The delayed Tokyo Olympics probably cannot be held in 2021 unless a vaccine is developed before then to defeat the global coronavirus pandemic, according to the head of the Japan Medical Association.

Yoshitake Yokokura, the JMA president, acknowledged that researchers around the world are striving to come up with an answer with anti-viral drugs as well as Avigan, a drug developed to treat a new type of influenza.

He also made clear that he felt that the government's steps to contain the virus fell short.

“Unless a vaccine is developed, I do not believe the Olympics can be held,” Yokokura told The Asahi Shimbun in an April 24 interview.

The decision to postpone the Tokyo Olympics from this summer was made in late March. The Olympic organizing committee re-scheduled the sports extravaganza for July 2021.

The JMA issued a statement about the crisis facing the medical system on April 1, nearly a week before Prime Minister Shinzo Abe’s declaration of a state of emergency for seven prefectures, including worst-hit Tokyo. The April 7 emergency declaration was subsequently extended to cover the entire nation and will remain in effect until at least May 6.

Yokokura noted that the move has had some effect, but said, “It would have been preferable if the declaration was issued earlier.”

“The government likely considered the social effects, but from the standpoint of the medical community we issued our declaration because we felt the situation would become unmanageable,” he said.

Yokokura also cast doubt on the initial government decision to limit polymerase chain reaction tests to confirm coronavirus infections only for patients with serious symptoms.

“That policy should have been changed when more than half of the patients were those whose route of infection could not be traced,” Yokokura said. “The policy should have been changed to conduct testing as much as possible in order to quarantine those found to be infected.”

Although other JMA executives are part of a panel of experts advising the government on the coronavirus outbreak, Yokokura is not one of them.

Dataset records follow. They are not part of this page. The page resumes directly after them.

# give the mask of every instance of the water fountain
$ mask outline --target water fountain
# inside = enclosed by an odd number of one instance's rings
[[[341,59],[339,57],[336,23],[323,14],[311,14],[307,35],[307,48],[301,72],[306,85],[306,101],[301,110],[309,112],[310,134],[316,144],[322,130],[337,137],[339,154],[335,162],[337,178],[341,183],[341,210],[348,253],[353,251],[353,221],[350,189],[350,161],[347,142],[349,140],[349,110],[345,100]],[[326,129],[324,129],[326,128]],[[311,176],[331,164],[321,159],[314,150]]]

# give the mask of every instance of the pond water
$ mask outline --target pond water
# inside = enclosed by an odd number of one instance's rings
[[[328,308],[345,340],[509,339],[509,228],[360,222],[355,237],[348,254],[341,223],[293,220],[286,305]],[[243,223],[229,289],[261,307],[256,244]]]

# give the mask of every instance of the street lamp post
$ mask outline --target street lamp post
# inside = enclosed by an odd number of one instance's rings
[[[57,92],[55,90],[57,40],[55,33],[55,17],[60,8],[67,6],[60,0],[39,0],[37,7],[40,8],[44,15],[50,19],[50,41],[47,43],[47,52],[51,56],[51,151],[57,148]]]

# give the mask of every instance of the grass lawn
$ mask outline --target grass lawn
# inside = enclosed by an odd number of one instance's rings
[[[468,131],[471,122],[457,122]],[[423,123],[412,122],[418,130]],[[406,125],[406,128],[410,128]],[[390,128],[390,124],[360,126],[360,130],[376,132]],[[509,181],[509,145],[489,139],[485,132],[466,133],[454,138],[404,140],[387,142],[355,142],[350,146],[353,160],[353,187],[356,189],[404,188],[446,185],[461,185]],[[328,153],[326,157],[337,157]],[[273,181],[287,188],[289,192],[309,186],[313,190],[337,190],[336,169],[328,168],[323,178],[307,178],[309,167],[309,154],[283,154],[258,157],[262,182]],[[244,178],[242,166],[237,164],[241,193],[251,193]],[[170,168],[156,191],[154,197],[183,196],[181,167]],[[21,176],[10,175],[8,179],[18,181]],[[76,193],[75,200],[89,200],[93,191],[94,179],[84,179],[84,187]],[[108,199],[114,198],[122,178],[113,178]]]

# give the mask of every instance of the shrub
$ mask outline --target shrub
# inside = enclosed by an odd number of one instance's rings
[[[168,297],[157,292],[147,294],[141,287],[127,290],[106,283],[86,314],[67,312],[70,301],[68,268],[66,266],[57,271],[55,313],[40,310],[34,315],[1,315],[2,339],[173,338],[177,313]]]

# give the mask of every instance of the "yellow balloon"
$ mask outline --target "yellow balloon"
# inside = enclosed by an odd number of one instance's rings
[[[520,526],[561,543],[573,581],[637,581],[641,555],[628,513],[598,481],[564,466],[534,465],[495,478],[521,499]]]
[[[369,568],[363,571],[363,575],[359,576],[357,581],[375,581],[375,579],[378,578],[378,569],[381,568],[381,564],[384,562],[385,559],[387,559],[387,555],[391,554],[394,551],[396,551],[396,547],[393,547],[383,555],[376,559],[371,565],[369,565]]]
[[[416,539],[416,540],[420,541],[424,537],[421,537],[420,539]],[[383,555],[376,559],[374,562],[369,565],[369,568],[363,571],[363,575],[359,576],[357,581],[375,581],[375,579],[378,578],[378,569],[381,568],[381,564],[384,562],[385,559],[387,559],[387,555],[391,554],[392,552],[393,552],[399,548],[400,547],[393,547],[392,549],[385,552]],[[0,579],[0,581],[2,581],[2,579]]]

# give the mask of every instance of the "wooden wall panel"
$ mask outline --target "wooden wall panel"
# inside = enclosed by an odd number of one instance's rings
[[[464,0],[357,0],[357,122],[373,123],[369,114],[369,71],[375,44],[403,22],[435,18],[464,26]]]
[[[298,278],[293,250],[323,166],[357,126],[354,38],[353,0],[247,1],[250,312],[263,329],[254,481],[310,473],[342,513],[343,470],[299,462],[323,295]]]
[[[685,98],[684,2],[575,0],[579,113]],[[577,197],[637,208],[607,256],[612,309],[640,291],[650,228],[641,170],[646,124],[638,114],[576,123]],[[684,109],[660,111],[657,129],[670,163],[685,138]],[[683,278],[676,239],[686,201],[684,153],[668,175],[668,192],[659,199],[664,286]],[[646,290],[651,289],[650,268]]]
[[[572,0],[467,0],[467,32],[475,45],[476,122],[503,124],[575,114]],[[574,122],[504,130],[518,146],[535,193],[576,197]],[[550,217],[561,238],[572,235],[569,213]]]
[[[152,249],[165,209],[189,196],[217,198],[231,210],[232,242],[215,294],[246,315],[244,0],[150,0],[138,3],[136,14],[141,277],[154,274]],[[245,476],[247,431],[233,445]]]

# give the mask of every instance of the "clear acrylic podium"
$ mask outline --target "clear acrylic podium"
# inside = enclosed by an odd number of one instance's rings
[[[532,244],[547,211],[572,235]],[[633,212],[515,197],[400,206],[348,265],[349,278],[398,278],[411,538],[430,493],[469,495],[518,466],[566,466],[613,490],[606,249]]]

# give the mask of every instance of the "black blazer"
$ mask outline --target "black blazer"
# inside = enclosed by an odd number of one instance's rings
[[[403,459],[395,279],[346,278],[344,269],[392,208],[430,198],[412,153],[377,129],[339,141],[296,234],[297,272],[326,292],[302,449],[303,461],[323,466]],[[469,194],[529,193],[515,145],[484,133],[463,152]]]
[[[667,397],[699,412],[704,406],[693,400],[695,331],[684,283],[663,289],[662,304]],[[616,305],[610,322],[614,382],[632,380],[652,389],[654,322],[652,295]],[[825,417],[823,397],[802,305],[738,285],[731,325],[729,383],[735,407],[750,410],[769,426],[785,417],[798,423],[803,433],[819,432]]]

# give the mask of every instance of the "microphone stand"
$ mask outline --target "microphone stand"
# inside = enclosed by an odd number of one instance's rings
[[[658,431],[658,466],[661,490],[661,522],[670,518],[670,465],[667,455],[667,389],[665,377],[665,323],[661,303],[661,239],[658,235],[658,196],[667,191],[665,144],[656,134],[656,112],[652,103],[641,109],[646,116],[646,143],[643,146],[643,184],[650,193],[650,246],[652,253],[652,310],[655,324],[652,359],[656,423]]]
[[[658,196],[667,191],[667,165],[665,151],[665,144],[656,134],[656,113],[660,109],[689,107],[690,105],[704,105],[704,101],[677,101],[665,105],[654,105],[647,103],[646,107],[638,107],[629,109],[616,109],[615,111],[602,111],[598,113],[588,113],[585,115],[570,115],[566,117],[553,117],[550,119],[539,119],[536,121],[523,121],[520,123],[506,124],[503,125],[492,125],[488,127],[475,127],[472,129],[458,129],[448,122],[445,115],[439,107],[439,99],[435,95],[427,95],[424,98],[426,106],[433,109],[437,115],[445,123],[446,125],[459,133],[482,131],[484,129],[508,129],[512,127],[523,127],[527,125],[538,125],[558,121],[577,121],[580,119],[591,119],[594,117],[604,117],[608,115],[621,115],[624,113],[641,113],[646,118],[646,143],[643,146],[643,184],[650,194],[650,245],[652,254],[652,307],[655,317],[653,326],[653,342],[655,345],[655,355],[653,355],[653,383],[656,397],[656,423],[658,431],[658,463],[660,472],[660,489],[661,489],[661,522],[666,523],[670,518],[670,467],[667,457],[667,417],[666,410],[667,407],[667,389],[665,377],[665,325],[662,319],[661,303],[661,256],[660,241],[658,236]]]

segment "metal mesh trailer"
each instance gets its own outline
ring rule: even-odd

The health ministry and the experts’ panel had issued guidelines about when individuals should consult or seek treatment for possible coronavirus infection. One guideline was to seek help when a fever of 37.5 degrees or more persisted for four or more days.

A subcommittee of the experts’ panel also posted a notice on the internet urging individuals to rest at home for four days even if they had a fever of more than 37.5 degrees, but with no pre-existing health condition.

Those guidelines were raked over the coals on social media sites in light of what happened to actor Kumiko Okae. After she developed a fever on April 3, Okae’s doctor suggested they observe her condition for four or five days. However, on April 6 her condition suddenly deteriorated and she was hospitalized. She tested positive for the coronavirus and was placed on a ventilator in an intensive care unit, but died early April 23 at age 63.

At a March news conference, JMA officials said that the directive did not mean to absolutely not consult with doctors unless symptoms continued for four days.

However, in the interview, Yokokura admitted that the guideline by his association may have led to misunderstanding and indicated a need to revise the message directed at the public.

The government’s panel of experts also revised its guideline on April 22 and suggested not waiting four days if an individual felt lethargic.